When I saw the Writers Guild of America strike coming and potentially affecting the very few TV shows I enjoy -- two of which happen to air on the very same night and time -- I was more concerned about the future exploits of the tube's own Captain America, Jack Bauer, fighting terrorists and corrupt politicians on 24 than the continuing saga of Heroes.

Why?

The one-day, 24-ep story arcs that drove 24 for five seasons to critical and ratings successes "blew up" not very long after the initial shock of a nuclear bomb exploding in southern California. As many fans howled over plot developments that seemingly went "nowhere" (I liked many of them them more than most of you), ratings took a dive and, no doubt, the success of the inaugural season of Heroes scheduled head-on against 24 on Monday nights contributed to some of that slide.
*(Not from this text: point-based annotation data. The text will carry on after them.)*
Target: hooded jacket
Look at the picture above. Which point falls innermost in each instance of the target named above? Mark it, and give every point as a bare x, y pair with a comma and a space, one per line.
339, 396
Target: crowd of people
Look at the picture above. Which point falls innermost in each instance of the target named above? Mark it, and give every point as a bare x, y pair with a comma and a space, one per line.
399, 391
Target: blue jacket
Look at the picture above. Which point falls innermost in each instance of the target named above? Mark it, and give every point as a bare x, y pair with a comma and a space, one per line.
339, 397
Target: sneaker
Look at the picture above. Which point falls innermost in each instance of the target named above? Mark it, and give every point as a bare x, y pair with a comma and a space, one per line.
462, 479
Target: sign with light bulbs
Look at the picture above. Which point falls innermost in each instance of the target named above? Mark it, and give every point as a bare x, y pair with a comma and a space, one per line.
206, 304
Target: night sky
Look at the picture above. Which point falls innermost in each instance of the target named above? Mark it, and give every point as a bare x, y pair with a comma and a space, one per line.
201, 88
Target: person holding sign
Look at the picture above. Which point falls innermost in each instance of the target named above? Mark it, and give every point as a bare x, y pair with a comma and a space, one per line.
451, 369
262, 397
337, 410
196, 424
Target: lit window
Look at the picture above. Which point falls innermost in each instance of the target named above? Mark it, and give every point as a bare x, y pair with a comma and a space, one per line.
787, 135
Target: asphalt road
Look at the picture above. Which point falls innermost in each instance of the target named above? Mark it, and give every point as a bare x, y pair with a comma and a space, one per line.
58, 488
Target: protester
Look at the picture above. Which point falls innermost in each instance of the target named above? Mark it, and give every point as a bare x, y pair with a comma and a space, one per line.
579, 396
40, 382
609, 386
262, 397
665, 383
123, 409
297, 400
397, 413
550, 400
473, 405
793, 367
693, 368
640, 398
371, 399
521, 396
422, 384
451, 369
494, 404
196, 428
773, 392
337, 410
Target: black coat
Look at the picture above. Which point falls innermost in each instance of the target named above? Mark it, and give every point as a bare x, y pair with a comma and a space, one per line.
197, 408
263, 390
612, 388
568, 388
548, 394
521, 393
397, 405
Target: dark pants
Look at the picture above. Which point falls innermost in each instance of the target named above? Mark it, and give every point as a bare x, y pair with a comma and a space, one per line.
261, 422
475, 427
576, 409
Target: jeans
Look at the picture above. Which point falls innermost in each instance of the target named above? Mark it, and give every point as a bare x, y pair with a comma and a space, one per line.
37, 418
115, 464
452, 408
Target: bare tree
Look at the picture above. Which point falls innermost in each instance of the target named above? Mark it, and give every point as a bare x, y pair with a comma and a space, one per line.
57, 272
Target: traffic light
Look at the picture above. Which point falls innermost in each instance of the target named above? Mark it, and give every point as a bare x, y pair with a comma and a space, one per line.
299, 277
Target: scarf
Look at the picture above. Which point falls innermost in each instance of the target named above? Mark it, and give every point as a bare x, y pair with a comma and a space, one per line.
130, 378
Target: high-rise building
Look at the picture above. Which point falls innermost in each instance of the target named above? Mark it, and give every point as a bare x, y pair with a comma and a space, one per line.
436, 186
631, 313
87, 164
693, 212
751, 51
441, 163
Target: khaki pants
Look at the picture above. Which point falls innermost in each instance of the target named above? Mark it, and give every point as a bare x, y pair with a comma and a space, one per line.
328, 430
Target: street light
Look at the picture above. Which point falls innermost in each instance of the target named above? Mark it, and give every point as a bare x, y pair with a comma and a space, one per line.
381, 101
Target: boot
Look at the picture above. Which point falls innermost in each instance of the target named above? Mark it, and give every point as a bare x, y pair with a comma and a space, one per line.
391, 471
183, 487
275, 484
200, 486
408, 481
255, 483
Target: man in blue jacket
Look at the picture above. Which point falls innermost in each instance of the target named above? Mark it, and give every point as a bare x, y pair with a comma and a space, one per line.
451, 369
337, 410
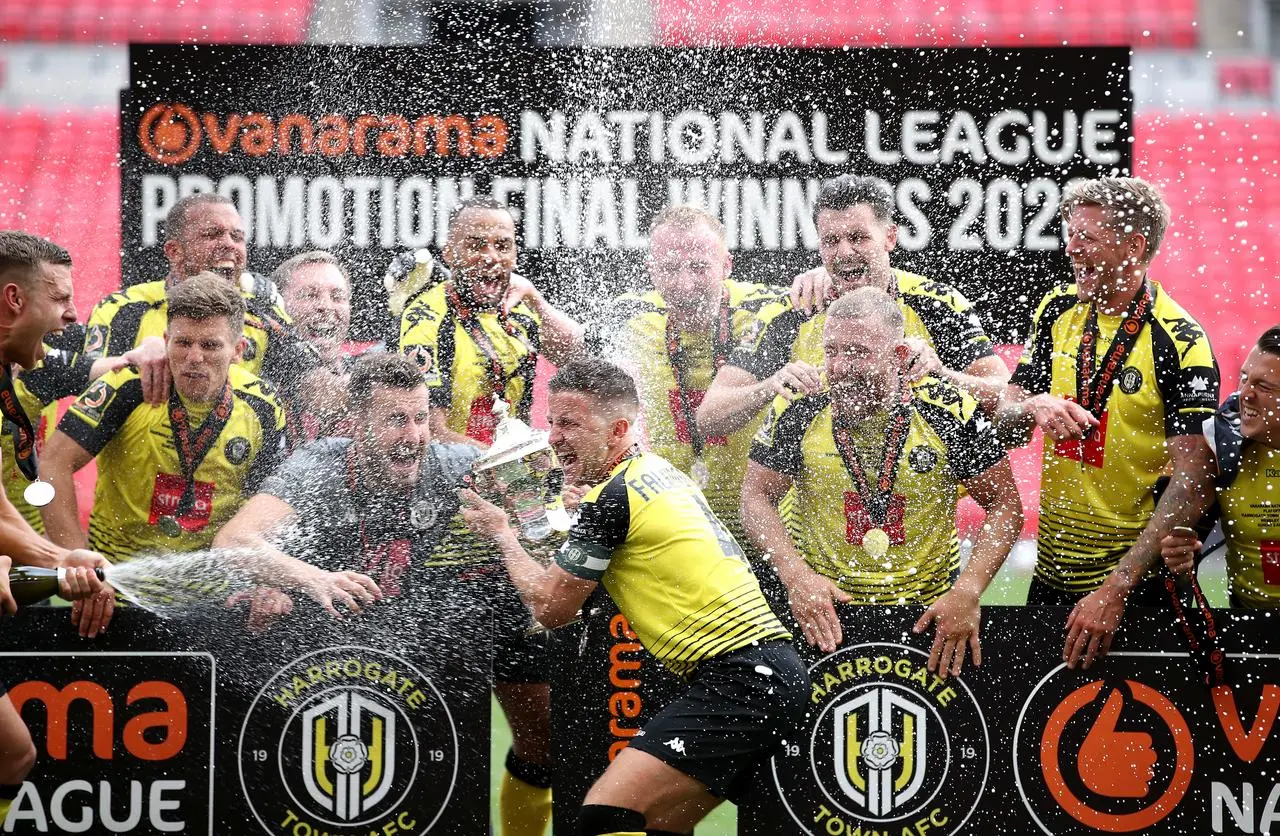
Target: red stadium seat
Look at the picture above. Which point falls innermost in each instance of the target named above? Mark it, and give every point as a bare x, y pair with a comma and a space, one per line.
1147, 23
156, 21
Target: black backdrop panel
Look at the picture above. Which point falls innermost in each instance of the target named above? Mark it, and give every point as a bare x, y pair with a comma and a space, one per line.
1020, 745
364, 150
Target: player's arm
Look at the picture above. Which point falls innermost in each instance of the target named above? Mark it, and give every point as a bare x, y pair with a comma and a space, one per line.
562, 338
958, 613
1095, 620
63, 457
248, 547
1018, 411
552, 594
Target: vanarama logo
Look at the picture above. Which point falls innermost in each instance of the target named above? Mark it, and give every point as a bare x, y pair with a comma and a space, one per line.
348, 739
888, 749
1114, 755
170, 133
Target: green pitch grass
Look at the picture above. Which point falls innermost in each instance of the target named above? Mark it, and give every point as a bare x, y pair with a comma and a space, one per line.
1009, 588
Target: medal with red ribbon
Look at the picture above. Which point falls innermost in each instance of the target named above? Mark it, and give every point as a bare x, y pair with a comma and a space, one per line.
680, 370
876, 501
1092, 380
192, 448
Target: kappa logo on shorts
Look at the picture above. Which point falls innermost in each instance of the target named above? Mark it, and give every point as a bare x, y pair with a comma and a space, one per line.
890, 745
95, 341
95, 400
237, 450
922, 458
1130, 380
348, 739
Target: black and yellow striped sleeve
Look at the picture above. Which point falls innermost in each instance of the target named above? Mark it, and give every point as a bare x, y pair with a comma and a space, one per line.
969, 435
1034, 373
954, 327
113, 325
603, 522
1185, 371
769, 347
Besides, how many times can Captain Jack overcome a rogues gallery of terrorists against "impossible odds" before viewers start wondering if there's more to the story than that?

Last week, EW.com reported the production will be suspended on 24 after ep 8, with the finished chapters embargoed until the strike ends and eps can be aired uninterrupted. We won't have this same problem with Heroes, however, according to a news story appearing on MTV. com. After the end of season 1, producers put out the word there would be two story arcs instead of one, with the current "Generations" story ending -- very conveniently -- after ep 11 airing on Dec. 3.

So, you may be getting a premium cable channel run of Heroes -- think Dexter or Curb Your Enthusiasm -- but it will have a definitive end. Not only is it good for fans, on the business end, NBC/Universal will have at least one TV-to-DVD collection moneymaker on their hands come summertime.

And, just in case you missed it -- as I nearly did -- have a look at the multiple Heroes covers gracing this past week's TV Guide, illustrated by Jim Lee, Phil Jimenez, Michael Turner, and (my fav of the bunch) Tim Sale.